"Wir sind ein bunter Haufen": Dynamo-Ultras im K-Block des Glücksgas-Stadions. Foto: dapd
Die Stimmung vor dem Derby ist aggressiv aufgeladen, der Vorplatz des Dresdner Rudolf-Harbig-Stadions, wo der Traditionsverein Dynamo spielt, heillos überfüllt. Eine Gruppe von etwa 150 Hooligans - in der Gewalttäterdatei Sport als Kategorie C registriert - durchbricht ein Zaunfeld und stürmt an den Ordnern vorbei ins Stadion. "In dieser Situation wurde mir klar, der Einsatz ist nicht zu halten", sagt ein Szenekundiger Beamter (SKB) der Dresdner Polizei. Im Stadion hängen brennende Schals des gegnerischen Klubs am Zaun. In der Halbzeit kommt es erneut zu Übergriffen gegen das Sicherheitspersonal. Während der zweiten 45 Minuten muss die brisante Partie zweimal unterbrochen werden, weil vom Dynamo-Fanblock Böller und Rauchbomben in den Innenraum fliegen.

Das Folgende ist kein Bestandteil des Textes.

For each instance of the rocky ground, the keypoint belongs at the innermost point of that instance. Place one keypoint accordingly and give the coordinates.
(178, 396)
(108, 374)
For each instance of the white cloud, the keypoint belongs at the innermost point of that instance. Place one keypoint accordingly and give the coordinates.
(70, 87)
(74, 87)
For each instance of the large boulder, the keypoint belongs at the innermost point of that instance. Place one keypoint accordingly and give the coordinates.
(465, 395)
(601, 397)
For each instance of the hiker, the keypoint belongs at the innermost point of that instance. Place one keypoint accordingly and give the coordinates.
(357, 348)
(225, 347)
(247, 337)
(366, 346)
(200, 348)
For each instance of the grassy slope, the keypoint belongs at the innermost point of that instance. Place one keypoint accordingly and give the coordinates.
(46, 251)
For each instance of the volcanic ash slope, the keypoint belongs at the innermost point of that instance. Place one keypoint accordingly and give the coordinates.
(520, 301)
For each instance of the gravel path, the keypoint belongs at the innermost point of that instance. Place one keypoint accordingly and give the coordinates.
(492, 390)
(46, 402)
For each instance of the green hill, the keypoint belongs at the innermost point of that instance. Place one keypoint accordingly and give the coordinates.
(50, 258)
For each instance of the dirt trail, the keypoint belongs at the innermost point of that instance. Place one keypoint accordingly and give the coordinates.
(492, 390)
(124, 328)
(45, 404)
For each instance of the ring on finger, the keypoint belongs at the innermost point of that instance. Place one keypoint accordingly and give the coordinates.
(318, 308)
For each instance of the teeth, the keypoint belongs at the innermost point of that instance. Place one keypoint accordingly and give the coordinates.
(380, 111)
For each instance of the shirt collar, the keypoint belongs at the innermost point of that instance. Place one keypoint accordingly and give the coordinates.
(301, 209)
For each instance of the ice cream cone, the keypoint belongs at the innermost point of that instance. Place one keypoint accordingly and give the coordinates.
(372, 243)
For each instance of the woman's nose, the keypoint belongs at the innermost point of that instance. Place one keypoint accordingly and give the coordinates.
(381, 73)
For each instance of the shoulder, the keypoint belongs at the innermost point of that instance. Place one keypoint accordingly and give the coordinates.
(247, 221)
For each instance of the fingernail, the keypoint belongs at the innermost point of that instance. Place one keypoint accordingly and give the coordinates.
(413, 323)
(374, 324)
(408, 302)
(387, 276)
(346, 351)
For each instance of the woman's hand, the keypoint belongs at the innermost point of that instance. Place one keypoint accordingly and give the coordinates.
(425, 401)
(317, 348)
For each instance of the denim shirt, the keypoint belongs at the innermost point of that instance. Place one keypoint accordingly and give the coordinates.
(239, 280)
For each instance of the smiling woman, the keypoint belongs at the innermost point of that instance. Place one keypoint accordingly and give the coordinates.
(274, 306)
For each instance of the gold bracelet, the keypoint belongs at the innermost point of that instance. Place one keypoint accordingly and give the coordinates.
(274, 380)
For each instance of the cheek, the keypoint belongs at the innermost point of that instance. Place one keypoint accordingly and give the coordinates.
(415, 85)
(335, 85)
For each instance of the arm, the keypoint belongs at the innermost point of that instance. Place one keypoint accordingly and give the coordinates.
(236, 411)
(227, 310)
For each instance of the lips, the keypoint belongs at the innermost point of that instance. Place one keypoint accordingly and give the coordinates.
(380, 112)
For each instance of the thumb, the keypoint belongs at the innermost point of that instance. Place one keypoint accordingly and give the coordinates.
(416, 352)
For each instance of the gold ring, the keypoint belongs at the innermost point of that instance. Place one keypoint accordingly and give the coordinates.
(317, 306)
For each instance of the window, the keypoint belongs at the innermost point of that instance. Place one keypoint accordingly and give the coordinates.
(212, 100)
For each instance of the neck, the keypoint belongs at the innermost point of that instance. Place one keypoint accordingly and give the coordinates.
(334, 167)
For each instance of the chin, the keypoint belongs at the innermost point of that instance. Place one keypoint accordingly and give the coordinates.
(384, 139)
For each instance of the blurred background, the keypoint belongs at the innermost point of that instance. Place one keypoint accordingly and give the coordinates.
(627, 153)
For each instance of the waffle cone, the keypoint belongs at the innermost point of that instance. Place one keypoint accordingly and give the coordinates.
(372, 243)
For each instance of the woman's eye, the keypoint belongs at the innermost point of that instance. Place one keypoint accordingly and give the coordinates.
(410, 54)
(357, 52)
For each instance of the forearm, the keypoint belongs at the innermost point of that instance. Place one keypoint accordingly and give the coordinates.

Nach dem 0:0 gehen einige der 17.000 Zuschauer nicht nach Hause, stattdessen entlädt sich der Hass einer gesamten Fanszene. Nicht nur die bei der Polizei bekannten Hooligans, sondern auch sonst eher friedfertige Fans werden erfasst von einem panischen Gewaltexzess gegen die Polizei. Die ist wegen des Hochwassers, das gerade Dresden und Umgebung geflutet hat, sowie aufgrund einer Demonstration in Leipzig völlig unterbesetzt. Im großen Garten werden Reiterstaffeln angegriffen, rings um das Stadion werden einzelne Züge der Polizei zu Zielscheiben. Es fliegen Steine, Flaschen, Eisenstangen. Verkehrsschilder werden zu lebensgefährlichen Frisbeescheiben.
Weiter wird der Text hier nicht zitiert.